久しぶりの更新です。
先週、知人(私の元上司でライブラリーをはじめるきっかけをくれた方)から本の寄贈がありました。
詩人のアーサー・ビナードさんと、やはり詩人で翻訳家でもある木坂 涼さん、このおふたりの絵本と詩集です。
ビナードさんは30年前に日本に来て、その後日本語での著書や絵本をたくさん書かれていて、詩集で中原中也賞などを受賞しています。すごくないですか?
木坂さんは、詩集の他にたくさんの絵本をつくられていて、今回送っていただいたのは翻訳ものが中心ですが、そのセレクトのセンスがとてもいいんです。
少ない言葉でもこれほどまでに豊かな表現ができるものなのですね。
理屈っぽい本ばかり読んできたけど、絵本をもっとちゃんと読もう。
今回、届いたのは12冊。すべてに著者のユーモラスな直筆サイン入り。
さっそく、私たち夫婦で一気読みしましたが、どれもこれもすばらしくて、すっかりファンになってしまいました。
おふたりとも詩人なので、ひとつひとつの言葉も魅力的ですが、絵との相性もすばらしくて、絵本の魅力にどっぷりはまることができます。
今回、特にうれしかったのは、私が大好きな画家のベン・シャーンが描いた第五福竜丸の悲劇(ビキニ環礁での水爆実験に巻き込まれた事件)の連作を、ビナードさんが絵本にまとめなおした「ここが家だ」に出会えたことです。

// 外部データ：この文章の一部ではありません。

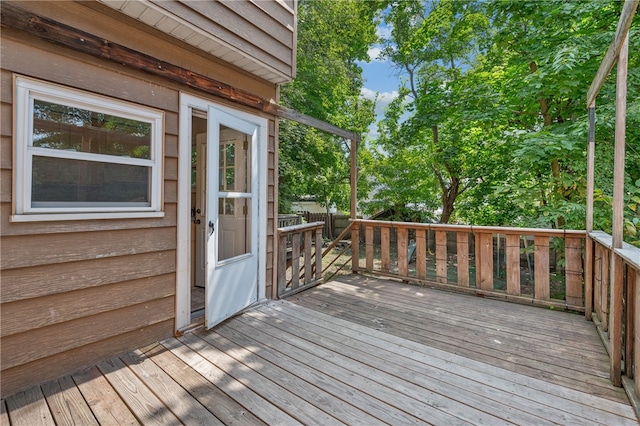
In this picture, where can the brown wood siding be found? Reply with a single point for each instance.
(76, 292)
(265, 33)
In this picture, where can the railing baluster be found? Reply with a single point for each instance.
(403, 248)
(513, 264)
(541, 262)
(421, 254)
(290, 251)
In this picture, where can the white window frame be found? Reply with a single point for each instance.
(26, 90)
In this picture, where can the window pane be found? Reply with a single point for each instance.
(58, 180)
(74, 129)
(235, 160)
(234, 236)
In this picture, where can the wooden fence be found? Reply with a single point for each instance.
(615, 299)
(526, 277)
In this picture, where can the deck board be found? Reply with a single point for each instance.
(359, 351)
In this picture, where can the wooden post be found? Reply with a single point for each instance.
(354, 178)
(629, 332)
(573, 270)
(615, 320)
(282, 264)
(318, 253)
(308, 243)
(462, 250)
(384, 248)
(421, 254)
(513, 264)
(403, 249)
(441, 257)
(589, 260)
(368, 241)
(484, 261)
(541, 271)
(636, 350)
(355, 248)
(295, 260)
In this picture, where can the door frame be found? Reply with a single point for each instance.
(188, 103)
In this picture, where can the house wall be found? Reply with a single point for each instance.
(76, 292)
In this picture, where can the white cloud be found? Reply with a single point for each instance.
(374, 54)
(382, 100)
(384, 31)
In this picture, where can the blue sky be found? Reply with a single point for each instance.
(381, 79)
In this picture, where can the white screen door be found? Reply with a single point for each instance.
(232, 216)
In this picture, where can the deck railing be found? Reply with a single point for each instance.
(526, 265)
(615, 299)
(296, 243)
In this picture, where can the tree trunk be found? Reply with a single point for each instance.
(555, 163)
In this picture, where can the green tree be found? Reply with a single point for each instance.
(332, 37)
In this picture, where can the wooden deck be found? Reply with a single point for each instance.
(356, 351)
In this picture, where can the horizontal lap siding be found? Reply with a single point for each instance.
(263, 31)
(76, 292)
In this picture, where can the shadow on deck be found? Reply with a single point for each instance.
(357, 351)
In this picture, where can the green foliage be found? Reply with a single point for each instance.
(332, 37)
(492, 124)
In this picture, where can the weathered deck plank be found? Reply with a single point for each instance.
(355, 351)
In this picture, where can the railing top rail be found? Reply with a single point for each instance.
(629, 253)
(474, 229)
(301, 227)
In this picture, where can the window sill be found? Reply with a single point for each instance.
(50, 217)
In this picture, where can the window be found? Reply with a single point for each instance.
(80, 155)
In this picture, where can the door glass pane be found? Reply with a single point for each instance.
(234, 161)
(234, 233)
(57, 126)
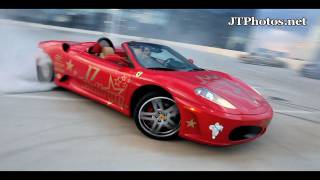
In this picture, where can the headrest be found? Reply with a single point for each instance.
(106, 51)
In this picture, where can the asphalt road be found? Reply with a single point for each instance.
(46, 128)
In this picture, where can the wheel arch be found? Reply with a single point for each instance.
(139, 92)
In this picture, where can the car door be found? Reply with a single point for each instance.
(104, 79)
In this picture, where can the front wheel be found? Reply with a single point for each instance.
(157, 116)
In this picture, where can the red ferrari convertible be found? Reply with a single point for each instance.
(165, 93)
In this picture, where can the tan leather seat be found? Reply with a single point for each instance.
(106, 51)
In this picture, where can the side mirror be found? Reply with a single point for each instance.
(117, 60)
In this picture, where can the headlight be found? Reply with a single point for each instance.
(213, 97)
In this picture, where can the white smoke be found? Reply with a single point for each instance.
(18, 46)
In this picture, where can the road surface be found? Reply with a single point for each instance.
(47, 128)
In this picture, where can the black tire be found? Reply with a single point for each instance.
(144, 99)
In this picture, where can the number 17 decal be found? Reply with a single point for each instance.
(96, 71)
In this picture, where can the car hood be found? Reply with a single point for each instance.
(242, 96)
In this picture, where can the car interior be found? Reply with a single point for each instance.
(105, 49)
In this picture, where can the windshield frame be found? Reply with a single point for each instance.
(170, 50)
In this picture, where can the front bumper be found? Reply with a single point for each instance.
(197, 122)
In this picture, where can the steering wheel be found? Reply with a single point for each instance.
(167, 61)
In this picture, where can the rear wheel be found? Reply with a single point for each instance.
(157, 116)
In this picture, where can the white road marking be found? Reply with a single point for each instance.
(44, 97)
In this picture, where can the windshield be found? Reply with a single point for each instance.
(154, 56)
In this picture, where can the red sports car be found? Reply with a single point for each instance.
(165, 93)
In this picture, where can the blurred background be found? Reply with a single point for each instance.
(41, 124)
(207, 27)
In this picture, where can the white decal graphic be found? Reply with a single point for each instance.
(216, 129)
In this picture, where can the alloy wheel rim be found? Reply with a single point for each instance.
(159, 116)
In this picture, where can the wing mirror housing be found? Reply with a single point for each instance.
(65, 47)
(117, 60)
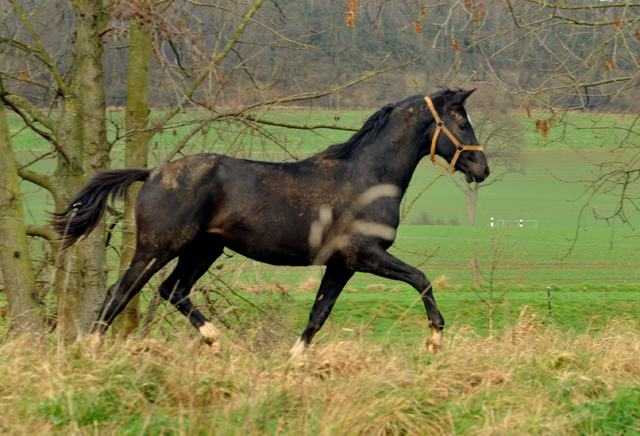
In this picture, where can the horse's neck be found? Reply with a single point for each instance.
(394, 160)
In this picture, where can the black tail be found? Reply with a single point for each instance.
(85, 210)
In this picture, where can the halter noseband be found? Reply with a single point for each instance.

ベン・シャーンの歴史的傑作が50年の時を経て、言葉を与えられて、こうして絵本になっていたんですね。これは偉業だと思いました。
私はもっと早くにこの本に気づくべきだったと反省。
一方で、核の使用を平然とちらつかせる国家元首がいる時代に、再びこの本が注目されるべきと感じました。
とにかく、すばらしい本ばかりなので、ぜひ手にとってもらいたいと思います。
ベン・シャーンを敬愛していた和田誠さんの装丁です。